Goodman, Jules found out as everyone at the table told her pieces of the story, had originally taken a Peter Pan bus from Port Authority up to Belknap, Massachusetts, on the morning he ran away. He’d banged on the door of the big gray house across the road from the camp, where Manny and Edie Wunderlich lived, but no one answered. He’d worked himself into a panic in the days building up to his sudden flight, afraid that the jury wouldn’t believe him and he would lose his court case and be sent to jail until he was a middle-aged man.

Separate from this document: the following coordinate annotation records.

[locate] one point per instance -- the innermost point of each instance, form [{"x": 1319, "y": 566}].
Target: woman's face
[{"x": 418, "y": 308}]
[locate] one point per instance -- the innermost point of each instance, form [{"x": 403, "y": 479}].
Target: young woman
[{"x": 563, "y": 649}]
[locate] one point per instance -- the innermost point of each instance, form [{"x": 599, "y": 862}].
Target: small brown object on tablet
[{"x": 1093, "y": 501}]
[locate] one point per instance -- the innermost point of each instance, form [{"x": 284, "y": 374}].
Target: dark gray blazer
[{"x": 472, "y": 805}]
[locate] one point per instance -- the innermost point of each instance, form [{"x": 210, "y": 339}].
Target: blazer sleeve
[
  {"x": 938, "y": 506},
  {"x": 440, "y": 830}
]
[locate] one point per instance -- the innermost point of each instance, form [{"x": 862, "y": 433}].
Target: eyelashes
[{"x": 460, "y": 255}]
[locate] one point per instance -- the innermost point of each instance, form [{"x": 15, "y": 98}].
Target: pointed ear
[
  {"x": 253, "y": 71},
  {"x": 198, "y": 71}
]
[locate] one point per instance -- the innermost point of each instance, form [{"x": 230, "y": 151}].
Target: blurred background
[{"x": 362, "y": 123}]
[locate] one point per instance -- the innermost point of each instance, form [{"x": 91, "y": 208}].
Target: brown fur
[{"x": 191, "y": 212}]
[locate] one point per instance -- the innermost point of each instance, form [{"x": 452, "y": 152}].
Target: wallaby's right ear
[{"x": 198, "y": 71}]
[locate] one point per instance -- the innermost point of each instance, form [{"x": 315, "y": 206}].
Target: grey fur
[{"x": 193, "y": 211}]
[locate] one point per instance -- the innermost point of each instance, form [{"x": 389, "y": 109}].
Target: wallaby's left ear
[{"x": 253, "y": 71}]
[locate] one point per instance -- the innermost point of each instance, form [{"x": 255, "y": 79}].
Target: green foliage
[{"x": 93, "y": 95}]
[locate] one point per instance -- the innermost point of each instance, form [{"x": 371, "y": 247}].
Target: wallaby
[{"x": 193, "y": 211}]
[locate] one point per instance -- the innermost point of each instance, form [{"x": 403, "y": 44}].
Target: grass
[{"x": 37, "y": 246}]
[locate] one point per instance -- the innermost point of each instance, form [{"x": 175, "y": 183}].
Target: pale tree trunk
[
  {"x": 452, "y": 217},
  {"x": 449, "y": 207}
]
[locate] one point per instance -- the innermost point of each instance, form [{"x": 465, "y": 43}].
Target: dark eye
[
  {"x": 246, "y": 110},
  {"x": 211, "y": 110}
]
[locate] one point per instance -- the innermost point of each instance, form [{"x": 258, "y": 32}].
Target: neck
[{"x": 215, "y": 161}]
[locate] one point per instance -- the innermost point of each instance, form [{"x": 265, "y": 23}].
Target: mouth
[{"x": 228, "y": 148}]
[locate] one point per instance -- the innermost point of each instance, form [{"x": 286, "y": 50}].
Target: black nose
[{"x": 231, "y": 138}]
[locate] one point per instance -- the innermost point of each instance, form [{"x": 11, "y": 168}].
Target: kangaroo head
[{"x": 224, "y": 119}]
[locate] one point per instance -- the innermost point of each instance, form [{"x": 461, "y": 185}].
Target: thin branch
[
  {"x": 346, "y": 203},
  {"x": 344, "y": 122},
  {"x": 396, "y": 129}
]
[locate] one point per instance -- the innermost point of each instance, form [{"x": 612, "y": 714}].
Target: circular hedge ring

So after he decided to flee, and collected a large sum of money from his bank account, placing it in the duffel bag he used to take to camp with him, Spirit-in-the-Woods was the only place he’d thought to go. Goodman walked around and around the property of the camp, which was empty and still and appeared so melancholy off-season. Outside the dining hall he saw the cook, Ida Steinberg, taking out the garbage, and he went over and said hello. She’d had no idea of his arrest, but when he said he needed to get away, she understood that he meant he needed to get away and not be found.